Jenny Brooks, Staff Writer

  Senior Georgia Sigler will perform with the national choir at Disney World for a four-day musical festival in Orlando, Florida in November.
Georgia was ecstatic when she found out she made the choir in June.
“The day they were supposed to announce if you made it or not, I was checking my phone every six minutes I was so anxious,” she said. “Then finally I asked Mr. Rancator [choir director] and he told me they had said I made it, and I instantly called my mom.

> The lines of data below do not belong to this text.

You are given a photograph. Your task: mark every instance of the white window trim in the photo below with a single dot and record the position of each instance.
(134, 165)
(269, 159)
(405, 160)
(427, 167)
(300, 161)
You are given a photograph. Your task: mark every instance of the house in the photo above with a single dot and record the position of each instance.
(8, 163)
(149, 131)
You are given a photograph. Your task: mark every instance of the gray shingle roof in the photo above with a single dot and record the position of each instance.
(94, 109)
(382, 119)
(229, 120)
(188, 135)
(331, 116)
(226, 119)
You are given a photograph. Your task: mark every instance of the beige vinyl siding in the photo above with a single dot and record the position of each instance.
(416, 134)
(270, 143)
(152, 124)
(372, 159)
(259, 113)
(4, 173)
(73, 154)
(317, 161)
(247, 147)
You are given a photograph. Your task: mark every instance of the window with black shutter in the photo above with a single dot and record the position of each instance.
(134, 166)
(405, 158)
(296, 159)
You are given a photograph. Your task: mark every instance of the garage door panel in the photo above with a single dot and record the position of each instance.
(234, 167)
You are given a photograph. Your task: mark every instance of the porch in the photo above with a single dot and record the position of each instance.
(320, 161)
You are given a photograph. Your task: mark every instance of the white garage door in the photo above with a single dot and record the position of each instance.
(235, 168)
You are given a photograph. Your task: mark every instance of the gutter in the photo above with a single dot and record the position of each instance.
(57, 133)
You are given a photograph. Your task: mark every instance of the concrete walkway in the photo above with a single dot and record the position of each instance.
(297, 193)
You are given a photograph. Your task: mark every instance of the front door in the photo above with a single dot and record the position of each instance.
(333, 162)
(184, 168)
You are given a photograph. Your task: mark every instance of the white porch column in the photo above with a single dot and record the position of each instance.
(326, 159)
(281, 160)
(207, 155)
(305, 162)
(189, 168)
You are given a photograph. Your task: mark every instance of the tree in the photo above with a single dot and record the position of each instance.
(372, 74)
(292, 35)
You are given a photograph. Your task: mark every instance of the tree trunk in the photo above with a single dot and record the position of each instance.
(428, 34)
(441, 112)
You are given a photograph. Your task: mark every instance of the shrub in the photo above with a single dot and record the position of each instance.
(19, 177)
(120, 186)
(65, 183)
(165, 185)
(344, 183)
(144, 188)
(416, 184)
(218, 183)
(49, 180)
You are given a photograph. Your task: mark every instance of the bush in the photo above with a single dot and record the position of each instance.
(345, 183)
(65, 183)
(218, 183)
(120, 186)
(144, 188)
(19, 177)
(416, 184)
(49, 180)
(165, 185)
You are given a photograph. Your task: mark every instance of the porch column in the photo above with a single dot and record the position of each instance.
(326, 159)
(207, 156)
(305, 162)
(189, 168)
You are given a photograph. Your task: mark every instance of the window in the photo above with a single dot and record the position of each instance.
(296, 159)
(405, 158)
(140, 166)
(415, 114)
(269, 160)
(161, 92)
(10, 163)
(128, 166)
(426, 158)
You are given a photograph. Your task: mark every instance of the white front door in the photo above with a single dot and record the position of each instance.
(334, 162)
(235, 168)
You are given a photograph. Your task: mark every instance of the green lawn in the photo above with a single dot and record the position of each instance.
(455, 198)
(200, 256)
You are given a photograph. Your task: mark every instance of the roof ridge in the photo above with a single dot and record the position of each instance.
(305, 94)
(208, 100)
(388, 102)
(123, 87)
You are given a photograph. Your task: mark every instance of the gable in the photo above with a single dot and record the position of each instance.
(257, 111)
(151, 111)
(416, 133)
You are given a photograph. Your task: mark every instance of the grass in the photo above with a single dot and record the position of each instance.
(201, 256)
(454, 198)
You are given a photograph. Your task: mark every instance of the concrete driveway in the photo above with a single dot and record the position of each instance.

I felt like she needed to know, like all the money you spent was worth it.”
Every year the choir goes to a festival hosted by the ILMEA (Illinois Music Educators Association), in which Georgia qualified for the district ensemble as a sophomore.
“Because I was one of the top  two Sopranos in the district, I had the chance to audition to perform at the state championship baseball game,” she said.
“Although I didn’t sing in that, because I qualified for that audition that automatically sent me to the All-state Honors ensemble.”
An audition for a choir at this level can be stress-enducing.
“It was a lot of hard work, anticipation, and a lot of anxiety, when getting into this
ensemble,” she said.
This audition pulled Georgia in a direction she never guessed she would have gone.
“Pushing myself out of my comfort zone to send that audition, to go that far to perform on a national level she said.     seemed really awesome to me,” she said. “But I have to get the guts to put myself out there. This became a self-finding journey from that, and I’ve really built my confidence since then.”
She has displayed actions that display the hopes of her school music teachers.
“We, as a music department, are very proud of her and we are so happy when students let thier inhibitions grow outside these walls,” Nathan Rancator, choir director, said. “If this is something other students would like to do, they need to realize that being a part of something bigger than yourself is uncomprendable.”
Georiga has been singing her entire life and taking lessons since she was in the 6th grade. She can also play various instruments, which help her wishes to make her own music in the future.
She looks forward to the future and how this opportunity is just a starting point.
“I realized that this is something that I can do in life, after I’ve accomplished all of this just in high school,” she said. “If I keep pushing myself, I can only imagine where it will take me.”